Second, I have been told by Indian co-workers that they are often payed less than the specified LCA salary through any number of means. Kickbacks are common and being over charged for living arrangements as well. Lots of Landlords will not rent to temporary guest workers. Also Indian bodyshops are notorious for not paying for benchtime.

Then H1-Bs are often shaken down for legal expenses and processing "fees" on behalf of both the H1-B sponsor and their Immigration Lawyers. Both of which have every interest to draw out the annual renewal and green card process as long as possible.

I was once told by managers I worked with that the non-immigrant workers the company hired ended up losing their jobs because the fly by night bodyshop they worked for was not withholding taxes.
When it got back to my company, they had no option but to discontinue business with the H1-B bodyshop. It was not the H1-B workers fault but they took the fall nonetheless.

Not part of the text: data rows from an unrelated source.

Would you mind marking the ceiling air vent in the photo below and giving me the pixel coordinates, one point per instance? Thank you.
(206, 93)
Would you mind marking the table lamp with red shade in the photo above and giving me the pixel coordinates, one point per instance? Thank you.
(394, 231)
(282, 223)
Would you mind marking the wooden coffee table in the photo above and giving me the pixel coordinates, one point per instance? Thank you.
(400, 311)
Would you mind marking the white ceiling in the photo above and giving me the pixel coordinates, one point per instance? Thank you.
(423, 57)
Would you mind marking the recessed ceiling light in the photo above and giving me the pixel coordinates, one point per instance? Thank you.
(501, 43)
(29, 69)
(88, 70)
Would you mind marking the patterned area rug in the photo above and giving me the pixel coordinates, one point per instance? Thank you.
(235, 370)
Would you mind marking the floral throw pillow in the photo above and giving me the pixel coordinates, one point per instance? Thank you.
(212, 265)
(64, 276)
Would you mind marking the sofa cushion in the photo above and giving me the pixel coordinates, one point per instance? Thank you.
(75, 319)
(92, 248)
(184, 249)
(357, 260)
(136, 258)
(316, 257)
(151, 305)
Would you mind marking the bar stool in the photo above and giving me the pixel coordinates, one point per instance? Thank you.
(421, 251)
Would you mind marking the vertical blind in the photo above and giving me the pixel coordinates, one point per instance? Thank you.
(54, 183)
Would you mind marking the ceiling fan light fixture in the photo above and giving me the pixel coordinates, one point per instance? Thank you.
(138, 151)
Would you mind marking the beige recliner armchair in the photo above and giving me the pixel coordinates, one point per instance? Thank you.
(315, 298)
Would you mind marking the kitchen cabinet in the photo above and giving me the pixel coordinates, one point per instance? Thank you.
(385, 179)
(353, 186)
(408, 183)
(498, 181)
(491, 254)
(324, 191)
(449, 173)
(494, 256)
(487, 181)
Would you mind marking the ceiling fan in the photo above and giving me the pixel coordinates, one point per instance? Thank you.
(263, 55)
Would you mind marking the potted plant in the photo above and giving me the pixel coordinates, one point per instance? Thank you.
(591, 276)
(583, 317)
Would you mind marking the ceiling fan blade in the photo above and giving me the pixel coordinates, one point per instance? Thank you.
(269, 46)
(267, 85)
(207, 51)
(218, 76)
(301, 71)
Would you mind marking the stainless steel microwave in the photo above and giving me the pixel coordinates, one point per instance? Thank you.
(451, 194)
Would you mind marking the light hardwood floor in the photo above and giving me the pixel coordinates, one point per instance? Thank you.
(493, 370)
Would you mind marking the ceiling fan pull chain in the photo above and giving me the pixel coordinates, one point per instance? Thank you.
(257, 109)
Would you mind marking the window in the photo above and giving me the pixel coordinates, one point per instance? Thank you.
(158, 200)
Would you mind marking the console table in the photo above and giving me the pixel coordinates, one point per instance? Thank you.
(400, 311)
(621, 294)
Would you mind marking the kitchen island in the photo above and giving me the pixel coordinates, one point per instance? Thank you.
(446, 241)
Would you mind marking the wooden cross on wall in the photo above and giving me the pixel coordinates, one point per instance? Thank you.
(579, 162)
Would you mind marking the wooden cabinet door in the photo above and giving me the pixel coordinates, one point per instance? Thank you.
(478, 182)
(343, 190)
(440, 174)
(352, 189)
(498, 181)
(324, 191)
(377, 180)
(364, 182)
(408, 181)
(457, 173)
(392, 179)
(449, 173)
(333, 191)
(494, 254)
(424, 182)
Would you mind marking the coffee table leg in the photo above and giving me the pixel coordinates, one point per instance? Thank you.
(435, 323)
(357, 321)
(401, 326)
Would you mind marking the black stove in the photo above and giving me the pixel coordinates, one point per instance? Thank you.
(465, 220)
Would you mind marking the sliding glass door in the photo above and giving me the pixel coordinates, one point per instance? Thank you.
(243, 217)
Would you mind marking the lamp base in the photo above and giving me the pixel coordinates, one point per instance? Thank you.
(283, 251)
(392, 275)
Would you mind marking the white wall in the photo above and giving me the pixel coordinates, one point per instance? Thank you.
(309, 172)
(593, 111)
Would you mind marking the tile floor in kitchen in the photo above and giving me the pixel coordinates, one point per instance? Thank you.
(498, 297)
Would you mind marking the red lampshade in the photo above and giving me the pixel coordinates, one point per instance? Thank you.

At one Fortune 50 company I worked at, one of the cut rate H1-Bs they loved to hire, went to the hospital with a very serious illness only to learn he did not have valid medical coverage. The boss found out over the weekend when he got a call from the emergency room asking him to verify the man's employment and residency. I guess the IT broker was no where to be found. Another H1-B was not payed for several months along with several others at his company. He lost the apartment he shared with two other men. Luckily he was able to couch surf for a couple of months.

I know of cases where H1-B made the mistake for talking to their Immigration Lawyer about problems with their sponsor over payment, benifits or working conditions, endless overtime. They thought the lawyer was their legal counsel. Sorry Charlie your Immigration lawyer unless you hired him yourself and are paying top dollar represents the interests of your employers/sponsor. You just bought yourself a ticket home.

Also I have the feeling that lots of H1-Bs are exploited by greedy family members and in-laws. I hate to say this but there was H1-B I worked closely with who always complained of greedy relatives back home.

Last, In my years in IT I have personally witnessed several cases where senior IT executive were fired, or if a true bigwig and especially corrupt given a golden parachute, for taking kickbacks or unauthorized gratuities from vendors. And this occurred in dealings with established big name US software, hardware and consulting firms. You can not tell me that the both the US and Indian outsourcing firms that are convincing US firms to hire unqualified H1-Bs and having US employees train them are not paying kickbacks.

Anyway I would love to see the horror stories that H1-Bs are exposed to get a wider audience.